Simón, tu sí que sabes. "Tío", gracias por venir. Existen partidos donde la ciencia gris (léase cerebro) de un jugador es capaz de alterar a un colectivo, modificar el desarrollo e incluso el destino de un encuentro, y ayer, sin discusión, La Palma encontró en su director de juego la clave para salvar aquel escollo llamado Cornellá. No se pueden jugar diez minutos en el barrio del pobre, con criterios de humildad y fortaleza de grupo, para a renglón seguido, sin anestesia, llevar el partido al salón de la Casa Blanca. La idea es una y defenderla es cuestión de criterio, trabajo...de no traicionar tu personalidad.

El primer cuarto es el reflejo de como se asciende. Sí, de llegar a la LEB. La Palma se puso el traje usado, aquel que sirve para arreglar el coche en plena Gran Vía, se hizo duro, sólido, en su defensa, resguardó su aro como el pobre su casa de cartón y, bajo aquellos parámetros, el rival no vio posiciones de tiro, ni aire, ni un amigo cercano...10 puntos en un cuarto.

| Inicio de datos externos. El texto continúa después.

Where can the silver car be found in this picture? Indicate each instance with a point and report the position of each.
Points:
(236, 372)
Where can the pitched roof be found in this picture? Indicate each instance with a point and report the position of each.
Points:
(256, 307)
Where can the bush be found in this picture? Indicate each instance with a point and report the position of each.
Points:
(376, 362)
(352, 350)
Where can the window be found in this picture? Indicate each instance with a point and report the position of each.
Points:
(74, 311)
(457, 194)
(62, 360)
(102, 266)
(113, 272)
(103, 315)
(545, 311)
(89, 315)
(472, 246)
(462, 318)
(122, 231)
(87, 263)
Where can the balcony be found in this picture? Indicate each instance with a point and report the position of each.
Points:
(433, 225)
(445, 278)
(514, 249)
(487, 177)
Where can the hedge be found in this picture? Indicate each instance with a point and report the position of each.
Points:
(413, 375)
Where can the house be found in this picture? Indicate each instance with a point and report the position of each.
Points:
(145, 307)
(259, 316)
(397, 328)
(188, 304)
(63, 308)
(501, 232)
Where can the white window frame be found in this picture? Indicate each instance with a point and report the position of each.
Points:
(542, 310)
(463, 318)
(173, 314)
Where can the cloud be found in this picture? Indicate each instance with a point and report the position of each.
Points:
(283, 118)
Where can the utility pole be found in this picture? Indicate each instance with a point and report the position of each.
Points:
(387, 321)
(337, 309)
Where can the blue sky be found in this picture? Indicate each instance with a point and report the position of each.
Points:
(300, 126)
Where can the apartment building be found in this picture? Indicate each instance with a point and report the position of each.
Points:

Tras guardar la "casa" propia, ya sólo fue cuestión de derribar la ajena. Simón puso el ritmo en ataque, los puntos (10) y el nivel de juego de todo el grupo. Martínez, ¡como está creciendo!, se encargó de echar primero una mano y luego las dos. El resto asumió su parte de protagonismo y el 25-10 del primer parón resume todas las virtudes explotadas desde la humildad.

Luego, como cuando el pobre alcanza la fama. Te echas, acomodado, y a vivir que son tres días. ¡A la porra!. Es cierto que Cabezas, Pardos y compañía tuvieron un gran acierto de tres puntos, pero la reacción ajena encontró su pilar de apoyo en un adversario sin ganas de pelea ni intención de "mancharse". Ni atrás ni adelante. Ir 43-36 en aquel encuentro es para sentirte, como grupo, idiota.

El tercero es el período donde estas desconcertado. No acabas de ubicarte y las "novias" te las quita tu amigo. La Palma jugó a tirones en busca de la filosofía pérdida, se mantuvo por la calidad de Simón, pero mientras daba zarandeos se agarraba al partido y ni tan siquiera el acierto del Cornellá, sirvió para reducir diferencias. 65-58.

En el último "telediario", La Palma volvió otra vez a ser el equipo capaz de ascender. ¿Capaz? Que así asciende. Sanz ordenó una zona y realizaron otros diez minutos de gusto. El que cruzara la pintura lo "mordían". El Cornellá volvió a sentir el aliento en el cuello. Rotó, movió, corrió...pero lo ajeno era mejor. Y arriba, Simón sacó la computadora y distribuyó a Ibeas, Navalón, Martínez...para acabar 86-75 aún regalando los dos minutos finales.